Nando’s often uses a shock factor in their advertising which makes it more memorable; by making controversial political statements, the firm ensures people talk about its brand even if the advert has only been aired for a short period.
As they say, first impressions last. The anchoring bias is about peopling tending to place more value on the first piece of information they receive and how this influences subsequent judgements. Once someone has formed an initial view of something (which can happen in a matter of seconds), it can be difficult for them to change this perspective. It’s therefore crucial that the first interaction your customers have with your brand is positive and effectively gets your message across.

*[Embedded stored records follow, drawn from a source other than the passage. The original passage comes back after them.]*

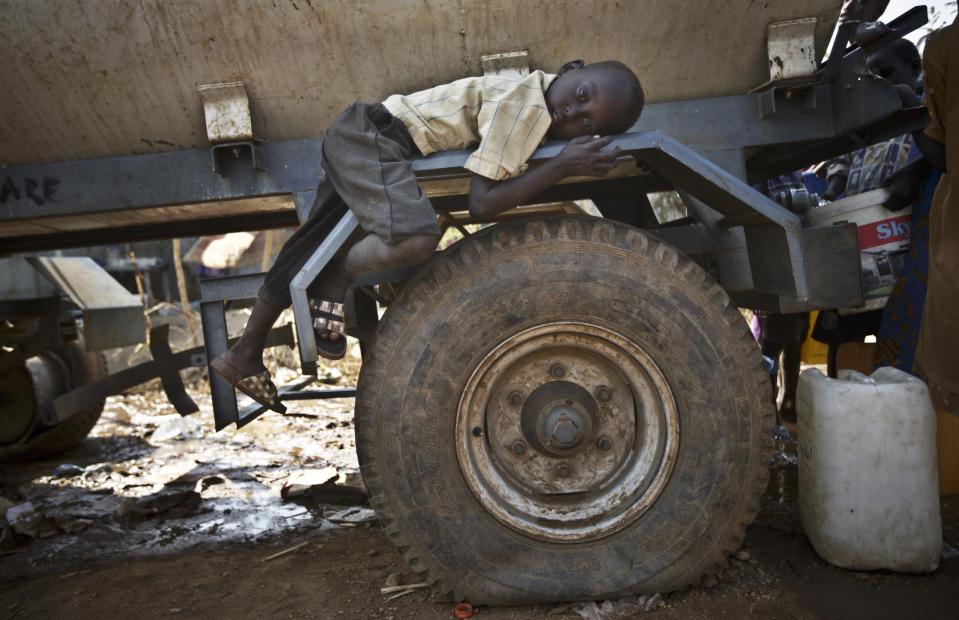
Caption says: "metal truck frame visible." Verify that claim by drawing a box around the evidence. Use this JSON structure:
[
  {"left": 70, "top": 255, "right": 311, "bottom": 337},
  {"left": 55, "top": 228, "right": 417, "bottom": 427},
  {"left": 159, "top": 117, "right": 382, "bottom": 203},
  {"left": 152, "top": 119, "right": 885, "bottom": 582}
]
[{"left": 0, "top": 7, "right": 926, "bottom": 604}]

De Beers used this bias to its advantage when it first introduced the idea that engagement rings should cost a month’s salary (a high anchor that aimed to encourage high spending). Although it was a somewhat arbitrary suggestion, people couldn’t help but be influenced by it and it began to be used as a starting point for people deciding on the budget for their ring purchase. The famous diamond behemoth did it again in the 1960s in America, changing the advice to two months’ salary and then to three months’ salary in Japan in the 1980s (a country which, at the time, didn’t follow the engagement ring custom). On all three occasions, anchoring worked to give people an indication of the “value” of a ring purchase upon which to base their decisions to the benefit of De Beers, which saw diamond sales increase nineteen-fold in the 40 years between 1939 and 1979.
Knowledge is power
This is in no way an exhaustive list of cognitive biases; there are hundreds of ways in which these thinking errors can affect you as an entrepreneur or your customer. Some of these can be constructive, depending on the context, but many of them can be detrimental particularly if they are based on faulty assumptions. Trying to identify and combat how your own biases influence your thinking, as well as considering those your customers may be susceptible to, is a useful exercise in awareness that can have a significant impact on the effectiveness of your decision-making and, ultimately, the success of your start-up.